Тот, которому я привезла авторучку, меня избегал. Как я потом выяснила, редакция совершила опрометчивый поступок, выгравировав на граните его имя. Его корреспондентский грех был тайный. Заметушечки шли в громадном количестве, но под псевдонимом. В них были изысканные выражения типа «встав на трудовую вахту» и «идя навстречу Великому Октябрю».
Я ходила по безоконной улице и не понимала ничего ни в себе, ни в людях. Почему из всех возможных вариантов проверки жизнью мне был предложен этот – молчаливый, без окон, с твердыми пряниками? Или все было не так? Была обычная , снулая периферийная жизнь?.. Как есть снулая столичная…
Меня сразу погрузили в эту жизнь, чтоб знала. Чтоб ведала.
Использовала я когда-нибудь это знание?
Знания ложились пластами. Забыла, как это называется в химии – непереходимость одного в другое.
Мертвые закаменелые пласты.
Или это только у меня?
Тогда позволю себе вспомнить еще один пласт.

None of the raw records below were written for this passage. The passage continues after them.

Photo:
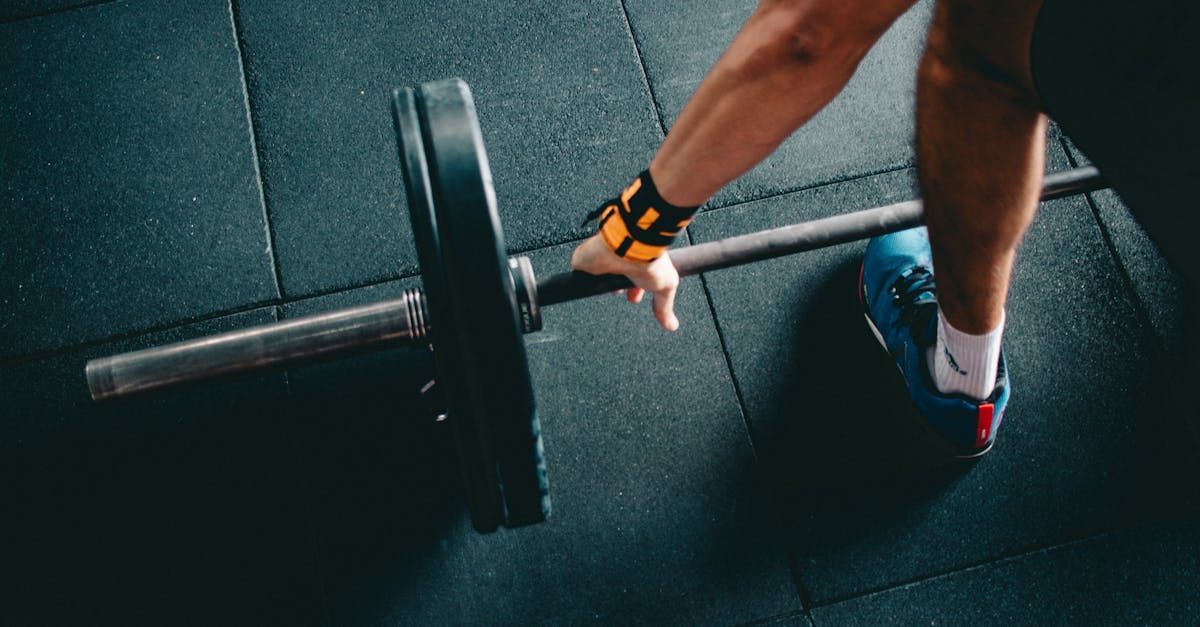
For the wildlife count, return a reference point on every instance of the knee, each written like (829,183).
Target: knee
(982,45)
(813,34)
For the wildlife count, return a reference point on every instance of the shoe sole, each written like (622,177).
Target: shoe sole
(879,336)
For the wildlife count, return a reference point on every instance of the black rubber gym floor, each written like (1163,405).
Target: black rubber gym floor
(169,169)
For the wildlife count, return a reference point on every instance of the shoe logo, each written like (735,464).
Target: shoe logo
(954,365)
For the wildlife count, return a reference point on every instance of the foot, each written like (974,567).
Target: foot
(898,294)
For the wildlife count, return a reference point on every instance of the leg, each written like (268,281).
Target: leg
(981,148)
(790,59)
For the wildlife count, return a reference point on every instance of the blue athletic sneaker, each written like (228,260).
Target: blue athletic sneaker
(898,296)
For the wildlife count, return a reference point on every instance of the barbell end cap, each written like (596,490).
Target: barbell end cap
(100,378)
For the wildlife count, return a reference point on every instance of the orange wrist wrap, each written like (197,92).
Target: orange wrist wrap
(639,225)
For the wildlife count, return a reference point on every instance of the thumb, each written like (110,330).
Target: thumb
(664,309)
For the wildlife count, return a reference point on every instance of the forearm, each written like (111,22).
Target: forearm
(789,60)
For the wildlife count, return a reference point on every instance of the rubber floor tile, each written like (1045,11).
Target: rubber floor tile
(1085,445)
(659,509)
(562,101)
(1143,577)
(175,507)
(865,130)
(127,187)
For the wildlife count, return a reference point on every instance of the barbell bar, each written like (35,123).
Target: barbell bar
(406,320)
(475,304)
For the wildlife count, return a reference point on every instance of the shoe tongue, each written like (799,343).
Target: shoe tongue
(924,324)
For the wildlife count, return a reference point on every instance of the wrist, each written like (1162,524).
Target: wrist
(640,224)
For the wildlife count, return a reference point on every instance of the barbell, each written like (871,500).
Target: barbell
(475,304)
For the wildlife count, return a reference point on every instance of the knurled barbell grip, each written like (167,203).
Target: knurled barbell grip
(791,239)
(405,321)
(401,321)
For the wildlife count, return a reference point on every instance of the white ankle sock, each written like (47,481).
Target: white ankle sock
(966,364)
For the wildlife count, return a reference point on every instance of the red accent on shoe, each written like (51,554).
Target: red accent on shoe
(983,427)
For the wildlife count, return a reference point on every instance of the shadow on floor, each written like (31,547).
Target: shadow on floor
(383,473)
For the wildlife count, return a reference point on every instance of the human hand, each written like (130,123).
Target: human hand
(659,276)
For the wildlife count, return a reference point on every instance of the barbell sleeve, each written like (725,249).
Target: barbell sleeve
(405,321)
(399,321)
(791,239)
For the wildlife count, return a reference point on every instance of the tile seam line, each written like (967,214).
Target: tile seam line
(1002,559)
(372,282)
(777,617)
(646,75)
(55,11)
(256,156)
(793,566)
(1139,304)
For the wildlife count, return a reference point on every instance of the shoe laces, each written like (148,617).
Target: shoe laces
(915,293)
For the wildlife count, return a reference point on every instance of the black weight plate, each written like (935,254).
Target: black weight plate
(483,297)
(472,440)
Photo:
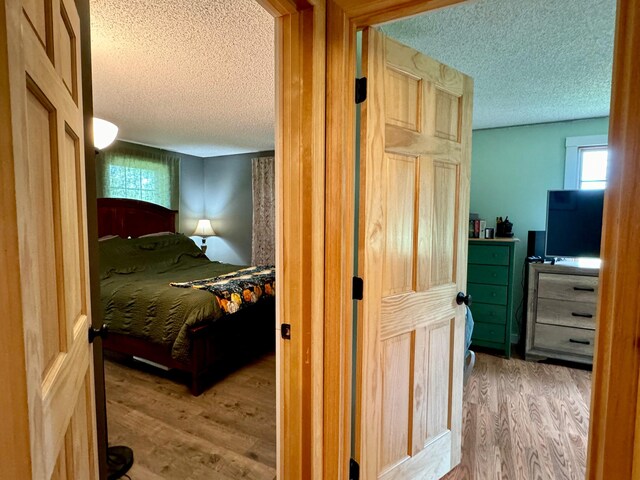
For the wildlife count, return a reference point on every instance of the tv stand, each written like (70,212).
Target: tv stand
(561,312)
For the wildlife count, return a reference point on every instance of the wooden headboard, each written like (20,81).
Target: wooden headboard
(133,218)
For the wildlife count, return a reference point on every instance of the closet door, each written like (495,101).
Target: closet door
(416,140)
(49,215)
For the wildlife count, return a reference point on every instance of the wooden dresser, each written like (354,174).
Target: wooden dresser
(561,312)
(490,284)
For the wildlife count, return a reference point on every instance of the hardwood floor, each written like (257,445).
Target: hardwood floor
(524,421)
(228,432)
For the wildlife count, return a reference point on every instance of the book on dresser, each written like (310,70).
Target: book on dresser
(561,312)
(490,270)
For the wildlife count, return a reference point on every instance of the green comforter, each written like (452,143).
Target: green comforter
(137,298)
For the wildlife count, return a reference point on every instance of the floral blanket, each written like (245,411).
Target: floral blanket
(237,290)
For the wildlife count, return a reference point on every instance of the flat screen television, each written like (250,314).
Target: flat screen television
(574,223)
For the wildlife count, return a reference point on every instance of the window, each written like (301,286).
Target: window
(593,168)
(586,162)
(145,181)
(141,175)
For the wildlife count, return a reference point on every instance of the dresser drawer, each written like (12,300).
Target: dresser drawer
(564,339)
(494,294)
(488,332)
(578,288)
(569,314)
(493,274)
(486,313)
(489,254)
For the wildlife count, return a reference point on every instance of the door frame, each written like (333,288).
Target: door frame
(315,52)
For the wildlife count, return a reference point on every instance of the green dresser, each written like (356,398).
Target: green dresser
(490,284)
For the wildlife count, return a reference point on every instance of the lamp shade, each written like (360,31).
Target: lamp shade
(204,229)
(104,133)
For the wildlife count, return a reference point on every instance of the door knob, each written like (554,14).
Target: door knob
(101,332)
(462,298)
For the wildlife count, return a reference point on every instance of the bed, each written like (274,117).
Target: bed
(155,311)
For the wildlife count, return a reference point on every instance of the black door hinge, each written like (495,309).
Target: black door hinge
(285,331)
(361,89)
(354,470)
(357,288)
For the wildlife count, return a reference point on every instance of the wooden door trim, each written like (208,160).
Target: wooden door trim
(614,408)
(15,442)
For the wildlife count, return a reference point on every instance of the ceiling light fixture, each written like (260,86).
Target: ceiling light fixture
(104,133)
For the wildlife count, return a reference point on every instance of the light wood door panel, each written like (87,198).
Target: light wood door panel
(48,156)
(414,195)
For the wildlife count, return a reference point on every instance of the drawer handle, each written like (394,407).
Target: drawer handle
(584,289)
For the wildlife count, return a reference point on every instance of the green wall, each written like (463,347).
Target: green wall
(511,170)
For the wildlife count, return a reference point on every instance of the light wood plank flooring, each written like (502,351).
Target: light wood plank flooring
(228,432)
(524,421)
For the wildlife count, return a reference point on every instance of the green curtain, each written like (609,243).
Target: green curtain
(129,172)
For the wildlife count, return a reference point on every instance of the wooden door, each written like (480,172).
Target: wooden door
(414,196)
(46,137)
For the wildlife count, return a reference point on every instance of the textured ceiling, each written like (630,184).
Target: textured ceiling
(532,61)
(195,77)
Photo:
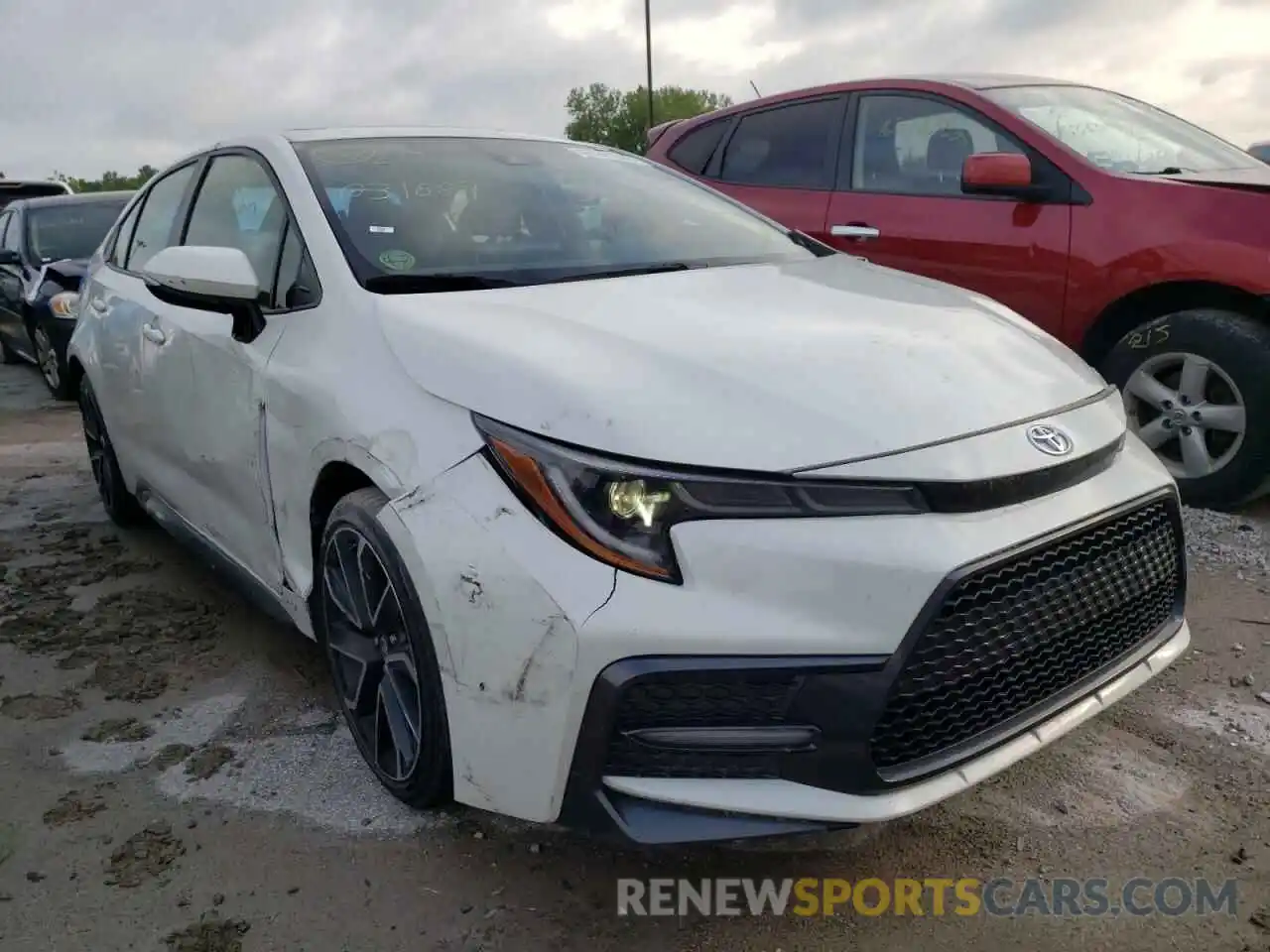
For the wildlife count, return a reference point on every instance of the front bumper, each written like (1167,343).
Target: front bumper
(654,810)
(1005,657)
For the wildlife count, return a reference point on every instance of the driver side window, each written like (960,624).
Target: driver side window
(915,146)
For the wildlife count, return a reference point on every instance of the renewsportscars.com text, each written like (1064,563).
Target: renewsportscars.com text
(1141,896)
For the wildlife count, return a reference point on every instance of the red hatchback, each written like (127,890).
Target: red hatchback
(1137,239)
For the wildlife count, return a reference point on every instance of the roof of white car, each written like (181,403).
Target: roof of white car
(407,131)
(354,132)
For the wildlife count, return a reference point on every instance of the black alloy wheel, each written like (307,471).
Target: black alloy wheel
(119,504)
(381,655)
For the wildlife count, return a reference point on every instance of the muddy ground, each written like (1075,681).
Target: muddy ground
(172,775)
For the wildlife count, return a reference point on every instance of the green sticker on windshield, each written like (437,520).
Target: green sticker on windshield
(398,261)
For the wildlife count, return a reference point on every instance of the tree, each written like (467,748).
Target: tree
(111,180)
(599,113)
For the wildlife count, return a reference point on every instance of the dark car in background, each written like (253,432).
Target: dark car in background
(1133,236)
(45,245)
(13,189)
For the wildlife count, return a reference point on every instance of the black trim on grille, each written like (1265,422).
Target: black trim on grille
(980,495)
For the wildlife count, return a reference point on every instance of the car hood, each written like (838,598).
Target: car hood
(751,367)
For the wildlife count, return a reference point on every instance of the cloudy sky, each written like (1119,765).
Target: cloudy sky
(117,85)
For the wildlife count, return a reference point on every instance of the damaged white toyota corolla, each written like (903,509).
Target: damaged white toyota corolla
(612,503)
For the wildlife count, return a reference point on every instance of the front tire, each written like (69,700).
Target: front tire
(1197,390)
(119,504)
(382,661)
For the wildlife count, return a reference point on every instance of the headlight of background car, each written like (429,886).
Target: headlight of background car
(64,304)
(621,512)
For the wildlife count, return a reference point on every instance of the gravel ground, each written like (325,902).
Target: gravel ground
(173,778)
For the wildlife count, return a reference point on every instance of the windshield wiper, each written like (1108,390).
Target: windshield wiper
(818,248)
(435,284)
(629,272)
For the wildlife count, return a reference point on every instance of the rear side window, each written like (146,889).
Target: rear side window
(788,148)
(693,153)
(154,229)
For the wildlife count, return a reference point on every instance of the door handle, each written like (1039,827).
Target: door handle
(856,230)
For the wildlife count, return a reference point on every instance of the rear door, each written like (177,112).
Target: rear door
(779,160)
(899,203)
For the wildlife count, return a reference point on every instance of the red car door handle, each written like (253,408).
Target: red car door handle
(855,230)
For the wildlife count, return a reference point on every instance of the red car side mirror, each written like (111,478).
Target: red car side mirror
(997,175)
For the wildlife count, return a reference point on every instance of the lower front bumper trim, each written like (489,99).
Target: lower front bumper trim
(790,801)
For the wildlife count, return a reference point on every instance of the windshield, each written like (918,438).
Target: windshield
(71,230)
(502,212)
(1120,134)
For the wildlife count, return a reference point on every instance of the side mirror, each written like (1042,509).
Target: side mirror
(206,278)
(1006,175)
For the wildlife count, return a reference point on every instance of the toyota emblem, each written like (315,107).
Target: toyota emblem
(1049,439)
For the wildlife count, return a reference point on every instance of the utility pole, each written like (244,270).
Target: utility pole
(648,56)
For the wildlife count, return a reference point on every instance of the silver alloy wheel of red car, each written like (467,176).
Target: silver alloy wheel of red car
(1189,411)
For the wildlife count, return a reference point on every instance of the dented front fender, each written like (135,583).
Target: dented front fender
(504,622)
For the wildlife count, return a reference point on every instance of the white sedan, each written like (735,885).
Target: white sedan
(611,502)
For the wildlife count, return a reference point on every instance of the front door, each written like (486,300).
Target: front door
(116,298)
(899,203)
(211,425)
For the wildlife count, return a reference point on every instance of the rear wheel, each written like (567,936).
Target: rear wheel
(1197,390)
(381,656)
(119,504)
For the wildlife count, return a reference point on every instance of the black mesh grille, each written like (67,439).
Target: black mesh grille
(716,699)
(1012,635)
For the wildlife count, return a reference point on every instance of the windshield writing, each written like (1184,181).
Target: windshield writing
(1120,134)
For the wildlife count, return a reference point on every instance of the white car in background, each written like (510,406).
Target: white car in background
(612,502)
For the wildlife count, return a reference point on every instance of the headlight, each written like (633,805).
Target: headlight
(621,512)
(64,304)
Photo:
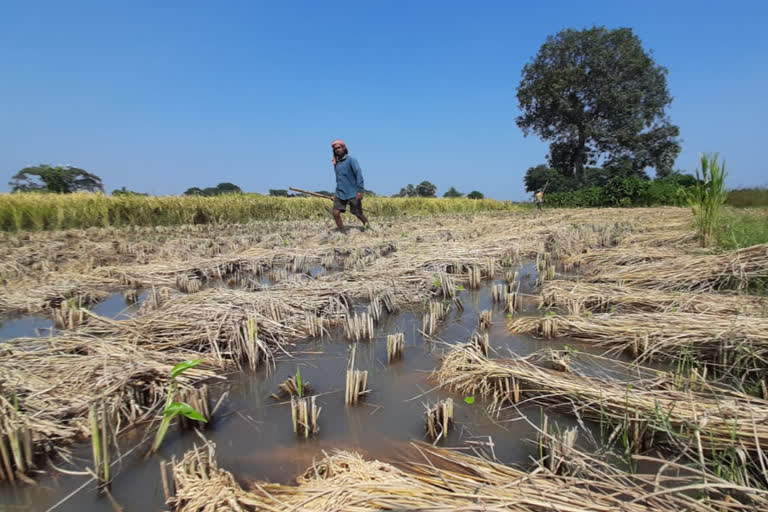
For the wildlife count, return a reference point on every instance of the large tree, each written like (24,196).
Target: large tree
(596,95)
(61,180)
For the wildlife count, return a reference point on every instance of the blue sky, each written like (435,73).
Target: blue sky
(162,96)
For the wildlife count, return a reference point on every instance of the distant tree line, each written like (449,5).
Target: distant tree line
(67,179)
(221,188)
(55,179)
(428,189)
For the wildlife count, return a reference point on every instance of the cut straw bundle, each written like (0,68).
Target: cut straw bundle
(49,384)
(580,297)
(395,347)
(304,415)
(621,256)
(439,419)
(652,405)
(444,480)
(735,269)
(719,339)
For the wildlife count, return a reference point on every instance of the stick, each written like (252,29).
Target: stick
(322,196)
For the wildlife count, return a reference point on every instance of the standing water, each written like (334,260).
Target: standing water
(253,432)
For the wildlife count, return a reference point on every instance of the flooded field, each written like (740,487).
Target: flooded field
(576,366)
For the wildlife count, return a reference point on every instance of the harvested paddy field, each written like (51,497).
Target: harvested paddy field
(557,360)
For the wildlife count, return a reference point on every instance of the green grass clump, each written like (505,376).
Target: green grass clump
(707,196)
(36,212)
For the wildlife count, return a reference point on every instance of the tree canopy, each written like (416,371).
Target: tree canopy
(452,192)
(58,179)
(423,189)
(221,188)
(598,97)
(123,191)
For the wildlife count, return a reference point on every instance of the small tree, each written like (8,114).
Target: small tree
(452,192)
(60,180)
(125,192)
(228,188)
(407,191)
(540,176)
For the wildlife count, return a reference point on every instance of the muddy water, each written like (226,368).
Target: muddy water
(253,432)
(32,326)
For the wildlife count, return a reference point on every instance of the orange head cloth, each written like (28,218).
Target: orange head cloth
(337,141)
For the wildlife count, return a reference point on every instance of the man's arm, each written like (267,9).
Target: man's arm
(358,176)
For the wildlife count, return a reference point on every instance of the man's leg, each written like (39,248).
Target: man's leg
(337,217)
(356,208)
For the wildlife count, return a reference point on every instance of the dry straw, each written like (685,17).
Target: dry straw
(653,406)
(395,347)
(719,339)
(52,382)
(579,297)
(735,269)
(439,419)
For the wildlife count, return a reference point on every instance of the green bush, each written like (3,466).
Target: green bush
(623,192)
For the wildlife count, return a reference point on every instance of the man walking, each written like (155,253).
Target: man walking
(349,185)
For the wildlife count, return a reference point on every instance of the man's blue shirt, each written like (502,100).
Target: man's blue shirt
(349,178)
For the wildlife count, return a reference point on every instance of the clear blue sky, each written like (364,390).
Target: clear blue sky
(162,96)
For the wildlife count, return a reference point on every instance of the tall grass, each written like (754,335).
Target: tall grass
(35,212)
(707,196)
(748,197)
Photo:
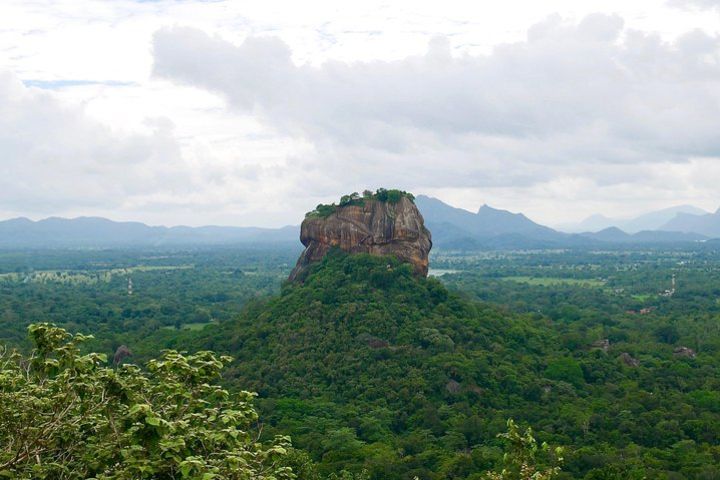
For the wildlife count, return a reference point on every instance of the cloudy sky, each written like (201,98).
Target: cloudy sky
(250,113)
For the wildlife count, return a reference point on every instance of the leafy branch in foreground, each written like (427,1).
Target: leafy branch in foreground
(520,459)
(67,415)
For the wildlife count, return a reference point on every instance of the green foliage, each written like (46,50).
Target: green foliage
(66,415)
(381,195)
(521,462)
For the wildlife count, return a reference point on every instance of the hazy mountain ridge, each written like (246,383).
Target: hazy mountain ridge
(655,220)
(708,224)
(452,228)
(455,228)
(101,232)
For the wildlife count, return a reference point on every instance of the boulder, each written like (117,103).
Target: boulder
(367,226)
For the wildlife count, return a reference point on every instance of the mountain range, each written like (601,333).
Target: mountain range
(656,220)
(455,228)
(452,228)
(100,232)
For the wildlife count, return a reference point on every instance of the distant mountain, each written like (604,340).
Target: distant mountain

Та командировка кончилась тем, что корреспондент запряг лошадь и отвез меня в конце концов на маленький полустанок. Там стрелочник поднял свою обшарпанную палочку и остановил товарный поезд. Я влезла на паровоз, и меня повезли на ближайшую станцию.
Из таких сюжетов теперь делают многосерийные фильмы. В двенадцати сериях вам покажут и лошадиное копыто, и паровозное колесо, и белозубую улыбку кочегара, и вы узнаете, какие кругом живут замечательные люди, готовые прийти…
Кочегар не улыбался. Он прокричал громко и отчетливо все, что он думал про стрелочника. Стрелочник, видимо, тоже что-то ему сказал, но мне не было слышно. Я крикнула своему возчику «спасибо», но он в этот момент объяснялся со стрелочником.
Я даже не сумела сделать из всего этого устный рассказ. Не могла, и все.
Бухгалтерия вычла из зарплаты просиженные дни. Государство не может брать на свой счет чужую частную неповоротливость. Надо было брать лошадку сразу. Пешком идти. Газете нужны люди действующие, а не снулые.
Тьфу, привязалось слово. Снулые – умирающие на воздухе рыбы.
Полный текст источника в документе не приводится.